The Renegade Queen
Victoria Claflin is a woman for the ages: this would be true except for the fact that her role in history, if not women’s history, hadn’t been sanitized, or even scrubbed out. She is at the forefront of the women’s suffrage movement along with the likes of Susan B. Anthony and Elizabeth Cady Stanton. But this is getting ahead of the book at hand, The Renegade Queen. Our protagonist is the sixth of ten children, conceived in a tent during a revival. She is given the gift of clairvoyance, yet exploited and abused by her huckster pimp father. She is seen as the Sybil of the Midwest. Her wretched future is derailed by the seeming good nature of Canning Woodhull, who frees her from the captivity of her abusive father. Victoria marries the dashing Canning and immerses herself in the anti-slavery movement, but is subject to the drudgery of her new husband’s drinking and womanizing. She sees parallels between the move for freedom of African Americans and women in the United States. She also equates the handicap of her son with her husband’s lust for drink. Victoria throws herself fully into the woman’s equality movement along with her sister Tennessee.
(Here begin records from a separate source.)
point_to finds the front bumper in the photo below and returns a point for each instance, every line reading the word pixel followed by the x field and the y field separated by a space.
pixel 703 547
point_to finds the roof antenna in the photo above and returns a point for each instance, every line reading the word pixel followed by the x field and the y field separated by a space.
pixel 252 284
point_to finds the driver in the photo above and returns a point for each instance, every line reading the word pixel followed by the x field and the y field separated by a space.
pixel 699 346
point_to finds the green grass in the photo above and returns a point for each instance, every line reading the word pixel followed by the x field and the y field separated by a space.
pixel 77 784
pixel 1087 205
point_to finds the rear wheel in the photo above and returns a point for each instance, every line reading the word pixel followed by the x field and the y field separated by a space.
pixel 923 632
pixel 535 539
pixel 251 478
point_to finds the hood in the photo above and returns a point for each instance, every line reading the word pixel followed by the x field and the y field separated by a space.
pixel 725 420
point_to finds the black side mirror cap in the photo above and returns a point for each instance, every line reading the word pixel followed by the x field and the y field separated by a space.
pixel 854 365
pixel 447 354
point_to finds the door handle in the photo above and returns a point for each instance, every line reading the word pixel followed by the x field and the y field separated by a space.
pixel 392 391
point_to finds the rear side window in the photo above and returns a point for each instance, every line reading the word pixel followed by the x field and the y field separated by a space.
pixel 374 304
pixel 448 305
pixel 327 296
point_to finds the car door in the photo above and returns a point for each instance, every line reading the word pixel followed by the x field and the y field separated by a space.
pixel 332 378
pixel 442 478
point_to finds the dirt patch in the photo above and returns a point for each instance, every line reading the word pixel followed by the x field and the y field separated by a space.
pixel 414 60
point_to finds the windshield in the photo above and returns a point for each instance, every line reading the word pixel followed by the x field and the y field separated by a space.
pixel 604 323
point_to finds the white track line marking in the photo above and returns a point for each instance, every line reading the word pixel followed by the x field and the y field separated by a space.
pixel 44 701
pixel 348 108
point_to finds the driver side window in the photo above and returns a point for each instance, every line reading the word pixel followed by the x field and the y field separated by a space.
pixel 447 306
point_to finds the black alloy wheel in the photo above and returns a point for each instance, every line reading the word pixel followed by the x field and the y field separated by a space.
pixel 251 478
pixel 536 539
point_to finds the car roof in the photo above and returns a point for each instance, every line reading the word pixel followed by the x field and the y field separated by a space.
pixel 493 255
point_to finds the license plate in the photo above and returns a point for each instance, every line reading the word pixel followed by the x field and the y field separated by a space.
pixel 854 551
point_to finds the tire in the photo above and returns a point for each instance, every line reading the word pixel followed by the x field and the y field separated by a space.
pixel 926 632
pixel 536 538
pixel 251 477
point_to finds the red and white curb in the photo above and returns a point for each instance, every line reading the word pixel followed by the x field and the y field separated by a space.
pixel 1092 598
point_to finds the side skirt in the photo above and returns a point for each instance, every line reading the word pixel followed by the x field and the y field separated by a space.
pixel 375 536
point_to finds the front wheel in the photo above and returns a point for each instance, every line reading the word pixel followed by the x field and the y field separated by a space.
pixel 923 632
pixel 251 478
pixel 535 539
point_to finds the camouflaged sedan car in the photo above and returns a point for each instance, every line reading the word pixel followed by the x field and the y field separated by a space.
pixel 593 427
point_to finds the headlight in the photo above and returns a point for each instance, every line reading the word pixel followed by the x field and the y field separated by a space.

They are iconoclasts who are not willing to tread lightly in their path towards the vote, but will burn every bridge if necessary. That is what ultimately sets them apart from those in the history books.
Eva Flynn’s work is powerful in its portrayal of a renegade suffragette. Victoria Woodhull is a multifaceted character who evokes empathy, the occasional laugh, and ultimately sympathy for the plight of the hardworking woman. Victoria is not your conventional heroine, but in this time of the United States, conventions mattered little.